- Posted January 10, 2014 by
Camp Samoud, Kuwait
8 teams, 2 countries, 1 course
Soldiers from both nationalities donned helmets and slung M4 carbines around their backs. The war fighting equipment added an extra layer of complexity as the men navigated through the quarter-mile path lined with logs, walls, ropes, ladders, monkey bars and a shallow pool.
“The obstacles weren’t challenging as individual events, but when you put them all together they took a lot more out of you,” said Capt. Thomas Feiter, a 143d ESC Soldier serving as a special victim counsel and legal assistance attorney for Area Support Group-Kuwait.
The 143d ESC led the way when one of its teams volunteered to attack the course first. The half-dozen Soldiers set the pace for their Kuwaiti counterparts with a time of 3 minutes, 16 seconds. The second team brought the inaugural event to a close when its fifth man crossed the finish line at 4 minutes, 20 seconds.
The lead the 143d ESC established at the competition’s outset was short lived when a team of the Kuwait National Guard’s elite antiterrorism unit took first place with a record setting 2 minutes, 17 seconds.
“Our teams did a walk through [of the course] about a week ago, but we didn’t run it until race day,” said Feiter. “It was a mistake we won’t make again.”
Regardless how quickly he completed the course, every American Soldier received a gift bag courtesy of the Kuwait National Guard. The keychains, magnets, notepads and scarves included in each bag all sported the Kuwait National Guard’s insignia.

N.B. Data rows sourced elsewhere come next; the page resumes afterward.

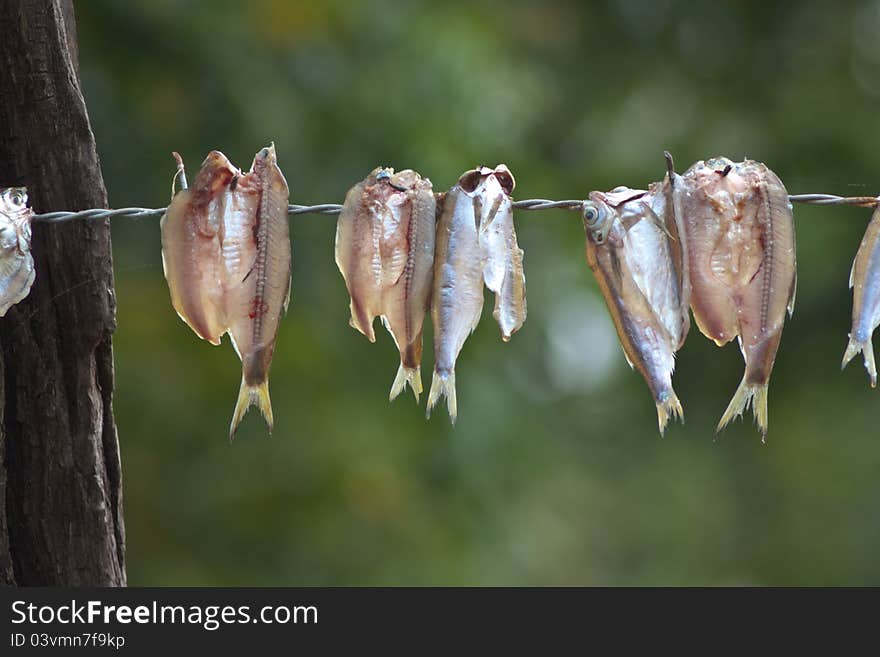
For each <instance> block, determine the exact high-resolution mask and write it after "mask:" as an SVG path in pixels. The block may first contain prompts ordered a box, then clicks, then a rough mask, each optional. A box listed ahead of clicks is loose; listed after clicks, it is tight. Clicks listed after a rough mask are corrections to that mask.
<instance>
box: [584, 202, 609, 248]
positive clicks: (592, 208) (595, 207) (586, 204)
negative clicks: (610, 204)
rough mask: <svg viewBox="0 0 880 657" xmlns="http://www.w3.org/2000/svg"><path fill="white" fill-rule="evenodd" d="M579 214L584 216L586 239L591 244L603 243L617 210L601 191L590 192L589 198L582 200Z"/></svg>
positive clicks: (607, 237) (603, 242) (607, 235)
mask: <svg viewBox="0 0 880 657" xmlns="http://www.w3.org/2000/svg"><path fill="white" fill-rule="evenodd" d="M581 214H582V215H583V218H584V230H585V231H586V233H587V239H588V240H590V241H591V242H592V243H593V244H597V245H602V244H605V242H606V241H607V239H608V234H609V233H610V232H611V228H612V226H614V221H615V219H617V212H616V210H615V209H614V207H613V206H612V205H610V204H609V202H608V200H607V199H606V198H605V195H604V194H602V193H601V192H590V198H589V200H587V201H584V204H583V206H582V207H581Z"/></svg>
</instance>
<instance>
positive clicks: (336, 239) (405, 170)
mask: <svg viewBox="0 0 880 657" xmlns="http://www.w3.org/2000/svg"><path fill="white" fill-rule="evenodd" d="M435 226H436V202H435V199H434V193H433V190H432V186H431V181H430V180H428V179H427V178H422V177H421V176H420V175H419V174H417V173H416V172H415V171H412V170H410V169H405V170H404V171H399V172H397V173H395V172H394V169H389V168H382V167H379V168H377V169H375V170H374V171H373V172H372V173H370V175H369V176H367V177H366V178H365V179H364V180H363V181H362V182H360V183H358V184H357V185H355V186H354V187H353V188H352V189H351V190H350V191H349V192H348V194H347V195H346V197H345V203H344V204H343V206H342V212H341V213H340V215H339V221H338V223H337V227H336V247H335V250H336V265H337V266H338V267H339V271H340V272H341V273H342V277H343V278H344V279H345V285H346V287H347V289H348V293H349V296H350V297H351V304H350V306H351V321H350V323H351V325H352V326H353V327H354V328H356V329H357V330H358V331H360V332H361V333H363V334H364V335H365V336H367V338H368V339H369V340H370V342H375V341H376V334H375V332H374V331H373V320H374V319H375V318H376V317H377V316H378V317H381V318H382V323H383V324H384V325H385V328H387V329H388V332H389V333H390V334H391V337H392V338H393V339H394V344H395V345H397V349H398V351H399V352H400V367H399V368H398V370H397V376H396V377H395V379H394V383H393V385H392V386H391V393H390V395H389V398H390V399H394V398H396V397H397V396H398V395H399V394H400V393H401V392H402V391H403V389H404V388H405V387H406V384H407V383H408V384H409V386H410V388H412V391H413V394H414V395H415V398H416V400H418V398H419V395H420V394H421V392H422V377H421V361H422V327H423V323H424V320H425V313H426V312H427V310H428V306H429V303H430V297H431V282H432V280H433V276H434V240H435Z"/></svg>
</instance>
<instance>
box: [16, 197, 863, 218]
mask: <svg viewBox="0 0 880 657" xmlns="http://www.w3.org/2000/svg"><path fill="white" fill-rule="evenodd" d="M788 200H789V201H790V202H792V203H806V204H810V205H853V206H856V207H871V208H872V207H876V206H877V205H880V197H877V196H836V195H834V194H794V195H791V196H789V197H788ZM583 205H584V201H583V200H579V199H569V200H565V201H551V200H548V199H542V198H533V199H527V200H524V201H514V203H513V207H514V208H515V209H517V210H554V209H559V210H580V209H581V208H582V207H583ZM167 209H168V208H118V209H115V210H105V209H100V208H93V209H90V210H80V211H79V212H45V213H43V214H37V215H34V216H33V218H32V221H38V222H41V223H63V222H66V221H74V220H76V219H112V218H115V217H126V218H128V219H151V218H154V217H161V216H162V215H163V214H165V211H166V210H167ZM341 211H342V206H341V205H339V204H337V203H321V204H319V205H289V206H287V214H288V215H291V216H292V215H300V214H322V215H337V214H339V213H340V212H341Z"/></svg>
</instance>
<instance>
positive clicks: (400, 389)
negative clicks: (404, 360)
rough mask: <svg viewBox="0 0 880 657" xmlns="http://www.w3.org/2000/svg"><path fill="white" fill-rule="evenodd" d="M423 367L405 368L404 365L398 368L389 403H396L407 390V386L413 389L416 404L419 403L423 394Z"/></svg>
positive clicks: (391, 392)
mask: <svg viewBox="0 0 880 657" xmlns="http://www.w3.org/2000/svg"><path fill="white" fill-rule="evenodd" d="M421 369H422V368H421V367H404V366H403V363H401V364H400V367H398V368H397V376H396V377H394V383H393V384H391V393H390V394H389V395H388V401H394V400H395V399H396V398H397V396H398V395H399V394H400V393H401V392H403V389H404V388H406V384H407V383H408V384H409V387H410V388H412V391H413V395H414V396H415V398H416V403H418V401H419V395H420V394H422V371H421Z"/></svg>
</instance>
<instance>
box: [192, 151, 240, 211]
mask: <svg viewBox="0 0 880 657" xmlns="http://www.w3.org/2000/svg"><path fill="white" fill-rule="evenodd" d="M240 175H241V171H239V170H238V169H237V168H235V167H234V166H233V165H232V163H231V162H230V161H229V159H228V158H227V157H226V156H225V155H224V154H223V153H221V152H220V151H211V152H210V153H208V156H207V157H206V158H205V161H204V162H202V166H201V168H199V172H198V174H196V179H195V182H194V183H193V194H194V197H195V200H196V202H199V201H201V202H203V203H207V202H209V201H210V200H211V199H212V198H214V197H216V196H217V195H218V194H220V193H222V192H223V190H225V189H226V188H227V187H229V185H230V184H231V183H232V180H233V179H234V178H237V177H238V176H240Z"/></svg>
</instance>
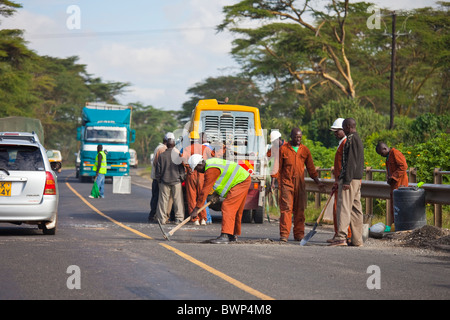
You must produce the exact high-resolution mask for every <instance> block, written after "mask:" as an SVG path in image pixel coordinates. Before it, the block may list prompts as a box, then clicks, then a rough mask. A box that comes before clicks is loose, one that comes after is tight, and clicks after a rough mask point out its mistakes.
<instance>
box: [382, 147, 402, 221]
mask: <svg viewBox="0 0 450 320" xmlns="http://www.w3.org/2000/svg"><path fill="white" fill-rule="evenodd" d="M376 151H377V153H378V154H379V155H381V156H383V157H386V170H387V175H386V179H387V183H388V184H389V185H390V186H391V192H390V197H391V212H390V215H389V216H388V217H387V219H386V224H387V225H388V226H391V225H392V222H394V221H393V220H394V219H393V215H394V190H395V189H398V188H399V187H407V186H408V184H409V181H408V174H407V172H406V170H408V164H407V163H406V159H405V156H404V155H403V153H401V152H400V151H399V150H397V149H395V148H389V147H388V146H387V144H386V143H384V142H379V143H378V144H377V147H376Z"/></svg>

The race sprouted from the collaborative partnership between the 143d ESC’s civil affairs section and the Kuwait National Guard’s special event coordinators.
“My Kuwaiti partners and I always think outside the box when finding ways for our forces to interact with each other,” said Sgt. 1st Class Cesar A. Rivera, the 143d ESC’s G-9 noncommissioned officer-in-charge. “Pitting American and Kuwaiti troops against one another in a sports arena is not a new idea, but the obstacle course offered a new way to do it.”
“This was the first time we hosted a competition like this between American and Kuwait National Guard soldiers,” said Warrant Officer Khalad Hamad Alhajris through his translator. “This is another great step in strengthening our partnership in a joint training environment.”
As chief of military training and sporting events for the Kuwait National Guard, Alhajris saw first hand on what transpired to turn this novel idea into a successful mission.
“A lot of planning and organizational went into this event,” said Alhajris. “We inspected the course and equipment to ensure the safety of the participants . . . even the referees went through an intense training course to keep the competition fair and safe.”
Both parties plan to host a variety of contests between the Kuwaitis and the U.S. military to include team sports, physical fitness challenges and shooting competitions.
“This obstacle course opened more opportunities for 143d Soldiers to meet with our allies outside of an embassy or conference room,” said Rivera. “The Kuwait National Guard already invited us to return to Camp Samoud and compete in a two-day physical fitness test.